Day 4, Testing the Code

Day 4, Testing the Code

In this meeting as well as during day 5, we focused on finalizing, troubleshooting, testing, and improving our code. We had to focus on several main issues that were challenging to work out in our code. The most challenging was the process of getting the correct colors to switch after a player input their turn. In Othello, when a player places a tile, they switch any of the tiles that they have captured from their opponent, which can happen in any direction as long as it is bounded by two tiles of the player’s color.

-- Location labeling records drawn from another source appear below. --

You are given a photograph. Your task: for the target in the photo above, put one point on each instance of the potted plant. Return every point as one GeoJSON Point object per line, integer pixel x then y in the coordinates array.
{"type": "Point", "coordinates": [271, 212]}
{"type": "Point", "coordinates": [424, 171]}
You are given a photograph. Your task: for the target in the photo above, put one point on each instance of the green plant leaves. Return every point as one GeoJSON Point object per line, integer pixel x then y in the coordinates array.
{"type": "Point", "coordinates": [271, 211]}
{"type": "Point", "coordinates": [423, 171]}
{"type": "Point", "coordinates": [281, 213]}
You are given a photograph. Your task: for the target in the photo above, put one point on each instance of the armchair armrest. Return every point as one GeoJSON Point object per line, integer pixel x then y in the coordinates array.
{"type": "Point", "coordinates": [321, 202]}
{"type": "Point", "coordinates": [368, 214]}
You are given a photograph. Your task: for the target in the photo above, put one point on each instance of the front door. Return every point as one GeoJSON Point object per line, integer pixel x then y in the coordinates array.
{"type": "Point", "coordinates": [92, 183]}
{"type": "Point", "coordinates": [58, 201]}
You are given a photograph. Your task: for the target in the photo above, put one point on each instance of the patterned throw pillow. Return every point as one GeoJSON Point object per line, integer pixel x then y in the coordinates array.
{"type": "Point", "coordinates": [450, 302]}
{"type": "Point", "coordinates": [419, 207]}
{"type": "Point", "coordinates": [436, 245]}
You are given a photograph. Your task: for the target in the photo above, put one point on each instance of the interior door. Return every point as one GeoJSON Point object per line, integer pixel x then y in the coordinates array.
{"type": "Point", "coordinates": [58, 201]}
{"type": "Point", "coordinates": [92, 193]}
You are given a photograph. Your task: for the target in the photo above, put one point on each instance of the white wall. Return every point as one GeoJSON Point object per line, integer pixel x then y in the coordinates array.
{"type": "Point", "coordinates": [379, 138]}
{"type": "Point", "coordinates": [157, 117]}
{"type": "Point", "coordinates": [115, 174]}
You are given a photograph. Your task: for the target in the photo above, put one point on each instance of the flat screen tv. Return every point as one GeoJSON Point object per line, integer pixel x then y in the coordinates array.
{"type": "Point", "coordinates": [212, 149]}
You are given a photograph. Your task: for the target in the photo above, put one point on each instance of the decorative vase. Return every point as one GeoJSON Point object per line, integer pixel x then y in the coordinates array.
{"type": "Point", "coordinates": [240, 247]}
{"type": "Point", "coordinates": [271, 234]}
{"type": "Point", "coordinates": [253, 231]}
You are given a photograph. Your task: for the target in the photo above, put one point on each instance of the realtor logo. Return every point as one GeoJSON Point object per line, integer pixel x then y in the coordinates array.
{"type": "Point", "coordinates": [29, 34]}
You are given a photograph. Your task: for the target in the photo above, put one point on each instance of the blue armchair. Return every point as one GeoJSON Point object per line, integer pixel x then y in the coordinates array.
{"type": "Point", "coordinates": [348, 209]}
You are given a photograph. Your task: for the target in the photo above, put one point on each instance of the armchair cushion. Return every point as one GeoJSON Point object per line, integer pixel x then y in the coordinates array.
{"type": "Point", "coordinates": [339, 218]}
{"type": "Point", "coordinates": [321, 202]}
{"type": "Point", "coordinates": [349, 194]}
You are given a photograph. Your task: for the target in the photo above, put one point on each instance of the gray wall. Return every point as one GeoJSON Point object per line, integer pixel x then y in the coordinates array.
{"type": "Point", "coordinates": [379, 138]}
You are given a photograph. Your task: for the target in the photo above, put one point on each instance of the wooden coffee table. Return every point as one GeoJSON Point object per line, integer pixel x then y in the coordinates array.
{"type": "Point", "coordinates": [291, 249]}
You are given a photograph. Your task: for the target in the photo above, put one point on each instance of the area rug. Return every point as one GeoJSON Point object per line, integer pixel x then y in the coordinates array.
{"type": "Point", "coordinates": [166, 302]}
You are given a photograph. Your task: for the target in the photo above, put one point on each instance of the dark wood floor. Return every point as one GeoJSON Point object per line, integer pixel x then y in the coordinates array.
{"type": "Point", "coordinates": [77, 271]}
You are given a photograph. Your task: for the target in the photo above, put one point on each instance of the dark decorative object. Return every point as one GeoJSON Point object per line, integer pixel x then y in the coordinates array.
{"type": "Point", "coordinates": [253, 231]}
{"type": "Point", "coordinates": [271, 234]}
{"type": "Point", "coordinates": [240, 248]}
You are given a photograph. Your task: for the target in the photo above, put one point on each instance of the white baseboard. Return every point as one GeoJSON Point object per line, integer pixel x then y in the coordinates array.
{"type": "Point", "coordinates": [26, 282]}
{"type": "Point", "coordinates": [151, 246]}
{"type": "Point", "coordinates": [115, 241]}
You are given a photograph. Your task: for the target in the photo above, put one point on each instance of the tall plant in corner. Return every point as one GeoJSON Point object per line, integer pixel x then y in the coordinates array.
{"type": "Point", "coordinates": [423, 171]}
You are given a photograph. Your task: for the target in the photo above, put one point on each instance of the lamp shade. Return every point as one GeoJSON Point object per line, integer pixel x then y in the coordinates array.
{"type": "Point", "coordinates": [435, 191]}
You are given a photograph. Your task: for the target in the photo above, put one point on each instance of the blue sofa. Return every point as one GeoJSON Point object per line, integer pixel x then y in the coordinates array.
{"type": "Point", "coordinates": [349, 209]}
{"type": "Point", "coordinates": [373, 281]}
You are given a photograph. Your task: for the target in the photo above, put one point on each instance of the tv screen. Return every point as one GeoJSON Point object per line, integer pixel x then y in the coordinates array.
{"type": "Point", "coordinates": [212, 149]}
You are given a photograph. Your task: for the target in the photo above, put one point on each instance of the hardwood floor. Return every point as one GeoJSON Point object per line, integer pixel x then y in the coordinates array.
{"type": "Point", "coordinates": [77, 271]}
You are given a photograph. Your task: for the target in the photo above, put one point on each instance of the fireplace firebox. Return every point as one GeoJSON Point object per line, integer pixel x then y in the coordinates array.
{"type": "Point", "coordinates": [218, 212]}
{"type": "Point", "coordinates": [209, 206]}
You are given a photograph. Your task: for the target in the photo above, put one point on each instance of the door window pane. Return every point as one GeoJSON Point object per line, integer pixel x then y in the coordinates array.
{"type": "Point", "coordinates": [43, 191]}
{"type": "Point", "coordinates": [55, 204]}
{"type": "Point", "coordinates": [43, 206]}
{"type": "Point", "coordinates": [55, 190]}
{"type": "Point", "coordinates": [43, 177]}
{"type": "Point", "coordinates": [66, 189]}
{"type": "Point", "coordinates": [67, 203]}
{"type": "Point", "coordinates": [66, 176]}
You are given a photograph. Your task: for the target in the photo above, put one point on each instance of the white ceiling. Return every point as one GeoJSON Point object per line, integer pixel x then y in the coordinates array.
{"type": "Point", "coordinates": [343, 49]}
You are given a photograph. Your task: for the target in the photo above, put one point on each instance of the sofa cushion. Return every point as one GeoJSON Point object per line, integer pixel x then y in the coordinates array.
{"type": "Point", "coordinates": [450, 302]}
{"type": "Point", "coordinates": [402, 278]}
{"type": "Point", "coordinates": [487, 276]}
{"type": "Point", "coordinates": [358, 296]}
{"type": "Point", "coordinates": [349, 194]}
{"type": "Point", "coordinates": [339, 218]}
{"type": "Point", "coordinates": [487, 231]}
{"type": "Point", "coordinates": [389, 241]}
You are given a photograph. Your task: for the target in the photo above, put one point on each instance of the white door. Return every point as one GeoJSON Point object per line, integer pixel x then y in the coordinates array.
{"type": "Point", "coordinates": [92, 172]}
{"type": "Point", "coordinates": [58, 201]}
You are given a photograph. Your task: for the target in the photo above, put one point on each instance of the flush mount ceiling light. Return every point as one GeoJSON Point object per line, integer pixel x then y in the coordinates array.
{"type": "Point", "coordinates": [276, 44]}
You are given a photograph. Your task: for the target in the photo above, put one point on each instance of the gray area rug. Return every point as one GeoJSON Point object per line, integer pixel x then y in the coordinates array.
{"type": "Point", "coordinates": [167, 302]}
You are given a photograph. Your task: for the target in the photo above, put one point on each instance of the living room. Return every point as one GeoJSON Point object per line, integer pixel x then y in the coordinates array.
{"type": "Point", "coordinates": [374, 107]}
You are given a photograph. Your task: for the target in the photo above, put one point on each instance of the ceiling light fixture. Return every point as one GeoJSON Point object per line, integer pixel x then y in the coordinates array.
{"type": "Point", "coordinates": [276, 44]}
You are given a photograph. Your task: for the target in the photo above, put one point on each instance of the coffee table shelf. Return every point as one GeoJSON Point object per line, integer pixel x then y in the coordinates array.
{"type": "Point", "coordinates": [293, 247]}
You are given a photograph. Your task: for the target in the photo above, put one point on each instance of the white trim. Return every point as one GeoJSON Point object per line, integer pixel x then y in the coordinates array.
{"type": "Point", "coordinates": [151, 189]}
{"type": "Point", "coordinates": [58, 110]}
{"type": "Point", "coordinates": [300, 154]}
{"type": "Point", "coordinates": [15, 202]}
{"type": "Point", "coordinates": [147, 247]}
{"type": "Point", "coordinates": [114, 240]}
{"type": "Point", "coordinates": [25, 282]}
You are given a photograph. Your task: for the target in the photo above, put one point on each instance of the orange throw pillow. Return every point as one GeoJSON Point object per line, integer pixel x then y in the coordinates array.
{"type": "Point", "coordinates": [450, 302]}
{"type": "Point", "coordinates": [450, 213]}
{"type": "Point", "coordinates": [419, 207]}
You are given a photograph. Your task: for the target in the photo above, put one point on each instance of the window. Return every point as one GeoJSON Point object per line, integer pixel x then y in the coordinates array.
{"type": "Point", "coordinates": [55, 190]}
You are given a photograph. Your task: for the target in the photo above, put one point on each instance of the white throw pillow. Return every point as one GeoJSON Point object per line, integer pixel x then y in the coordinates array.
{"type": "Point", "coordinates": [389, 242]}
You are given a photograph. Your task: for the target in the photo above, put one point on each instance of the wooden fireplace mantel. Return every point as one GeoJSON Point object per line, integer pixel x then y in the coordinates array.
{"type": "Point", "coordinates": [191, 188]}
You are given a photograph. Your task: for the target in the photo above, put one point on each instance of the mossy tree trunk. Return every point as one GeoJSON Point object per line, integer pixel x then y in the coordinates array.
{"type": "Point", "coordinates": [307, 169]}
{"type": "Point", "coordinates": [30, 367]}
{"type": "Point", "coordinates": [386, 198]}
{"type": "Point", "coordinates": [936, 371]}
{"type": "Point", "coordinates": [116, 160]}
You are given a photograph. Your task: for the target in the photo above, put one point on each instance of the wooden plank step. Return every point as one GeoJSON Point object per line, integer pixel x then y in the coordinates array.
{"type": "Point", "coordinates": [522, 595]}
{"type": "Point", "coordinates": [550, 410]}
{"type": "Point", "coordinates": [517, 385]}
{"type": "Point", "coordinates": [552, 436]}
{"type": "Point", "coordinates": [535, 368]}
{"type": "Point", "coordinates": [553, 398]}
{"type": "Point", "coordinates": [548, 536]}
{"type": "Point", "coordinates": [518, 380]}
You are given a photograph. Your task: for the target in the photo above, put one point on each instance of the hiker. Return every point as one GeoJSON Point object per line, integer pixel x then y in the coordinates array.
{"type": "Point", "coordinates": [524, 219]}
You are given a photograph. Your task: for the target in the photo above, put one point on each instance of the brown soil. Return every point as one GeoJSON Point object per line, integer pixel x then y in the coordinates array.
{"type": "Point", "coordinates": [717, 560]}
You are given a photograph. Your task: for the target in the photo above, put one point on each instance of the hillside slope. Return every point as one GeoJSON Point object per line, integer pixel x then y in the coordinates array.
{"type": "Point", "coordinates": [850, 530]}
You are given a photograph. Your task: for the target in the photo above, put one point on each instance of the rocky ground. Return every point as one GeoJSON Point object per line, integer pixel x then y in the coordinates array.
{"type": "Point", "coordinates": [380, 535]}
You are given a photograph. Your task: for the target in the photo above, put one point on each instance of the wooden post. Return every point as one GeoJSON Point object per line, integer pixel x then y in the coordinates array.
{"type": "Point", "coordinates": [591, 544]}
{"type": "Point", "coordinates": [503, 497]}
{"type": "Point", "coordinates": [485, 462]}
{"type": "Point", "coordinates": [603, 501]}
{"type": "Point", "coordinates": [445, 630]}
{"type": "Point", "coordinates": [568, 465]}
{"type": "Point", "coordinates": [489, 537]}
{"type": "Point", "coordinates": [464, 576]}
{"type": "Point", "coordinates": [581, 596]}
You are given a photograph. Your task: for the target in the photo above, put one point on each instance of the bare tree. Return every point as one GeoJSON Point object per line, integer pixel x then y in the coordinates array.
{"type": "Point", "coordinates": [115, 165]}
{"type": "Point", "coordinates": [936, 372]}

In our code, we had to determine the best way to check every direction around a chosen cell to ensure that:

  1. it was adjacent to a tile of the opposite color
  2. in the direction of the tile of the opposite color, there was a tile of its own color

When these conditions were met, the code would then backtrack along that direction and switch the opponent’s tiles in that series to capture them for the player who made the turn. One particular challenge for this process was figuring out the logic required to check in the diagonal directions around each placed tile. In a section of the code for switching tiles, shown below, it shows how we worked through this challenge. For a given selection, we checked along the diagonal direction (up and right). First, if it found an empty cell, it would stop checking that direction, otherwise if it found one of its own color, then it would go backwards along that direction, switching the tiles to the player’s color.

diagonal-code

Once we had the code working for each player’s turn, we implemented a counter to check if the board had been filled, which would denote the end of the game at which point the board would display which player had won the game. Additionally, we added some aesthetic features such as a startup animation which would play each time the game began.